If it had been an Israeli documentary, the songs would have been sung in Hebrew. As it is, he pointed out, he is so far the only filmmaker who has made a documentary about Gebirtig.
These arguments did not placate the audience, but the irony was that among themselves, most of them spoke Polish; some spoke Hebrew, but very few spoke Yiddish.
■ PRIME MINISTER Netanyahu did not get to Davos in time to take pride in listening to the session on cybersecurity at which the top cyber researchers from Ben-Gurion University of the Negev spoke about the impact of artificial intelligence – the good, the bad and the future. They delivered their address at the annual gathering of the Economic Forum on Tuesday afternoon.
They were one of only two Israeli delegations invited to come to Switzerland to make presentations at the high-profile Davos event.
The BGU researchers’ session, titled “Cyber-Forensics with Ben-Gurion University of the Negev,” was part of the IdeasLab forum in Davos. The IdeasLab connects big ideas with big thinkers in an engaging session format where discussion leaders pitch cutting-edge scientific innovations.
The BGU cyber-research experts discussed how both hackers and defenders are harnessing the power of artificial intelligence (AI) and spoke of how AI-enabled attacks are no match for current defenses.
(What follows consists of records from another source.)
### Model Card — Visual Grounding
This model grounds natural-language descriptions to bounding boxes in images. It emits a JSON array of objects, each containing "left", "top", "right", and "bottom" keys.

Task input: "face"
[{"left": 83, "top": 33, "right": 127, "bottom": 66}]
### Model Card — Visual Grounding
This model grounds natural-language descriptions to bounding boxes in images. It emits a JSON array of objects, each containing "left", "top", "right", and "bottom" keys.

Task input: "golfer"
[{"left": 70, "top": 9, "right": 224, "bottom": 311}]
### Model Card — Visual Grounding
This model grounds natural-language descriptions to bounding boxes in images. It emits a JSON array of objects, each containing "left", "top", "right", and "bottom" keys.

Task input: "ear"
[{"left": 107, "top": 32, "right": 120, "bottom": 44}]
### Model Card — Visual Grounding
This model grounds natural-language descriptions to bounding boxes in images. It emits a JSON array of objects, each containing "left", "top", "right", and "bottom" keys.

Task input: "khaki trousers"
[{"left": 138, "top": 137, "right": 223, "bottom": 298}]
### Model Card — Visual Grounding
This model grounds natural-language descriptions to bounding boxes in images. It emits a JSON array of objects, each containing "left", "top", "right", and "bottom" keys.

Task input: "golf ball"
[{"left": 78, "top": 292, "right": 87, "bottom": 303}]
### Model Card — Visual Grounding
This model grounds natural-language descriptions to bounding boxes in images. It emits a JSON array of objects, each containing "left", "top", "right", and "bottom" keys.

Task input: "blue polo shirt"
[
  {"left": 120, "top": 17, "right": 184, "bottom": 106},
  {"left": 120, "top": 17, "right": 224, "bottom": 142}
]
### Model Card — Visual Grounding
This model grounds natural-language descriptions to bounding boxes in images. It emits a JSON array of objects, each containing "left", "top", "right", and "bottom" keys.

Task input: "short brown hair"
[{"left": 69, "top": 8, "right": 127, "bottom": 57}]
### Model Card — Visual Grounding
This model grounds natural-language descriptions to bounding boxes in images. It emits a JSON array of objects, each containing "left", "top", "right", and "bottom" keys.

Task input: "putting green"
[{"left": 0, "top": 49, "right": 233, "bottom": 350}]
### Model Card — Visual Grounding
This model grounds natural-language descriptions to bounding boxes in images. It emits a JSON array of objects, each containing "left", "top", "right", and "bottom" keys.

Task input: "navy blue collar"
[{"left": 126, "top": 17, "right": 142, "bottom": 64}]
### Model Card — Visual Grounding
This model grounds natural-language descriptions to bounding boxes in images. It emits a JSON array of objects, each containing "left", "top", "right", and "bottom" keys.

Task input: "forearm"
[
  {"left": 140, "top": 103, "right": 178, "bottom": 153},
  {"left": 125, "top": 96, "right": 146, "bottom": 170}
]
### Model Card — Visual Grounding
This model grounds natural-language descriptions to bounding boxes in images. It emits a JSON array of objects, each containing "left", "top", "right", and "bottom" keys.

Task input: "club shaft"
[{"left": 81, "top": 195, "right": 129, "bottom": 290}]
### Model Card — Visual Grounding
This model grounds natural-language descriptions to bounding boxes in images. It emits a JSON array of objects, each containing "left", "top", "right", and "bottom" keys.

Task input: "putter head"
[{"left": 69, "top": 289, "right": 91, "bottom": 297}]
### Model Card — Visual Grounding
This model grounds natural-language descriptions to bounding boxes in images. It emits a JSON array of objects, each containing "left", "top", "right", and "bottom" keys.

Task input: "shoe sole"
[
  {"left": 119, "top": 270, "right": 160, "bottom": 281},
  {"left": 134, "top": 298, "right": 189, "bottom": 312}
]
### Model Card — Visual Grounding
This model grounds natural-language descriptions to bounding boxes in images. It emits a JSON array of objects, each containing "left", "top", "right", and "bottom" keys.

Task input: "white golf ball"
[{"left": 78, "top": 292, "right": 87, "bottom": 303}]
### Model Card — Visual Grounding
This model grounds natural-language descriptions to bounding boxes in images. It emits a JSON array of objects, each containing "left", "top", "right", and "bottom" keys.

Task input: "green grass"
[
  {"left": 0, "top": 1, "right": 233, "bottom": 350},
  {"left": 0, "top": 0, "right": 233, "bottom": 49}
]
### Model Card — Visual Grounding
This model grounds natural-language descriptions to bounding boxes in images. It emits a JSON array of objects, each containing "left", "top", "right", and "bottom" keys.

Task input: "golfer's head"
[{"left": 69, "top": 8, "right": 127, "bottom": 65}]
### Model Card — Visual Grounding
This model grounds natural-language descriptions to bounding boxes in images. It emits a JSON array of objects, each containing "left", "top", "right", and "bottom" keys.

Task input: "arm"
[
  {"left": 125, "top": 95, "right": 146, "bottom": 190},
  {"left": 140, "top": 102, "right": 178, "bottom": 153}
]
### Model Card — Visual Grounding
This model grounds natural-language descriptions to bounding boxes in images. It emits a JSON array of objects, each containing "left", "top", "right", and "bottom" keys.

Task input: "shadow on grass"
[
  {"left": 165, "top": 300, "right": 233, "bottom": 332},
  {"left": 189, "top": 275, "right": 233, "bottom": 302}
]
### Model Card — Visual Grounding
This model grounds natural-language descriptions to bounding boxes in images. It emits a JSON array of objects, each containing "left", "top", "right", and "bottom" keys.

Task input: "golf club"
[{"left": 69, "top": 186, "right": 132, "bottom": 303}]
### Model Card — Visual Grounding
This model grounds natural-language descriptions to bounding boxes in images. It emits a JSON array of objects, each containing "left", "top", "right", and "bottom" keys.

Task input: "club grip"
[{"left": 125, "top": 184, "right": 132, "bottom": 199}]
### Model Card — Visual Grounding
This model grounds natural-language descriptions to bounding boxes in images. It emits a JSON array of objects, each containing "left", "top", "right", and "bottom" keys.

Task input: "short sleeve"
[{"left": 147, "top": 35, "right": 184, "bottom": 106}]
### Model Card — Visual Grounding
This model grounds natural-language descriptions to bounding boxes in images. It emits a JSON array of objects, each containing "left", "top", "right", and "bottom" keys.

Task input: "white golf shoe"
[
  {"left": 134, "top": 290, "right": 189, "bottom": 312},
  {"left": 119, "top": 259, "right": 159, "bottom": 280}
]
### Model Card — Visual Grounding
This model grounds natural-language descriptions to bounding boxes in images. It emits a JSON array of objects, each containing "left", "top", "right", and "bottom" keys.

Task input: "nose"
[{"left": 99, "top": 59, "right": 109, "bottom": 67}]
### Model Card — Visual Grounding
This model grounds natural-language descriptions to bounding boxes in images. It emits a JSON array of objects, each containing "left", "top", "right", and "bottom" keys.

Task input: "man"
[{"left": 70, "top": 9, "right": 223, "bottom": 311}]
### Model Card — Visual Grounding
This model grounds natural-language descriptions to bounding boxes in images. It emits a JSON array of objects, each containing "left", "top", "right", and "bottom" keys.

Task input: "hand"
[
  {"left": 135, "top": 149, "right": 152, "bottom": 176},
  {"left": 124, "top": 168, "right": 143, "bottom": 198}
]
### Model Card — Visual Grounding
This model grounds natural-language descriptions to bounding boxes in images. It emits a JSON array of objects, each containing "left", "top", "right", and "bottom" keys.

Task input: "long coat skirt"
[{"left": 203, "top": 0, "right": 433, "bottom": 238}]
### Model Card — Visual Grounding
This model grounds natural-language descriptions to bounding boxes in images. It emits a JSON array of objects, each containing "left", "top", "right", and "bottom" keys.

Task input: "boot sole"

BGU president Prof. Rivka Carmi termed the invitation to Davos as “a significant milestone for the university and further acknowledgment that BGU is the place to go for cutting-edge cybersecurity innovation.”
The BGU speakers included Prof.Yuval Elovici, Prof. Bracha Shapira and Prof. Lior Rokach. Elovici explained how attackers utilize AI to render their attacks undetectable.
Shapira spoke of how defenders use AI to catch abnormalities and deviations, and Rokach discussed adversarial AI, and how attackers have started an AI arms race, as they seek to circumvent systems. He also gave his audience recommendations on how defenders can prevent such circumvention.